For psychosis, monotherapy is preferable than polytherapy to reduce the adverse effects on the mother and babies. The use of high-potency dopamine blockers [e.g. haloperidol] has been proven to be effective in treating antepartum psychosis. For the newer atypical antipsychotics, olanzapine and quetiapine were considered the most acceptable for postpartum for psychosis and mania [182]. Lithium prophylaxis may be more useful in women who only have a past history of postpartum psychosis than in women with bipolar disorder who have had mood episodes outside the postpartum period. However, the American Academy of Pediatrics (AAP) give a warn against the use of lithium but recommend the use of valproic acid or carbamazepine for postpartum psychosis in breastfed mothers because plasma levels in the infant may exceed 10% of the mother's plasma levels, resulting in toxicity particulate in infants with dehydration [183].

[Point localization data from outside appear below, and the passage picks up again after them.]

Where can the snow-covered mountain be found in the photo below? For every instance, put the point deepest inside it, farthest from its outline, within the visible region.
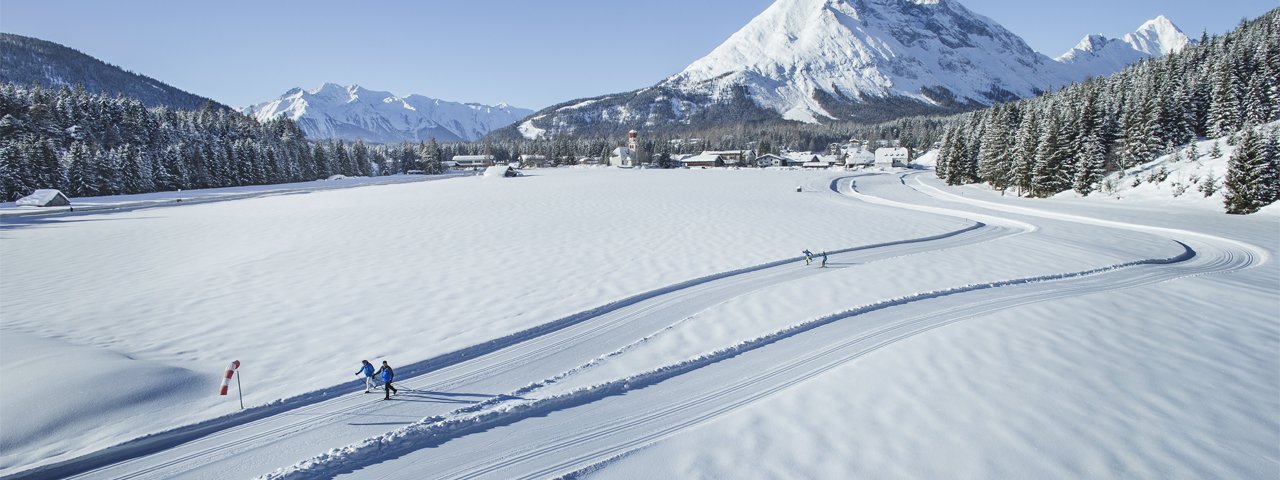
(353, 112)
(817, 60)
(936, 51)
(821, 60)
(1098, 55)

For the postpartum period,the selective serotonin reuptake inhibitor (SSRI) [e.g. fluoxetine, sertraline and venlafaxine are effective for treatment of postpartum depression [179]. Treatment with SSRI should be initiated at half the recommended starting dose (e.g., 25 mg of sertraline per day or 10 mg of paroxetine per day) for 4 days, and doses should be increased by small increments (e.g., 25 mg of sertraline per week or 10 mg of paroxetine per week) as tolerated until full remission is achieved because recently delivered mothers have been found to be sensitive to the side effects of medications [180]. In addition, as all antidepressants are excreted in breast milk, therefore, only the lowest effective dose of antidepressants should be administered in a nursing mother. Improvement with a specific antidepressant within the first 6-8 weeks is an indication for continuation on the same antidepressant for a minimum of 6 months after full remission to avoid relapse. Long-term treatment is indicated for women with three or more episodes of severe depression to avoid recurrence. Benzodiazepines may be needed for depression associated with anxiety and agitation [179,180].

Severe cases of postpartum depression or psychosis warrant hospitalization and electroconvulsive therapy (ECT) [184].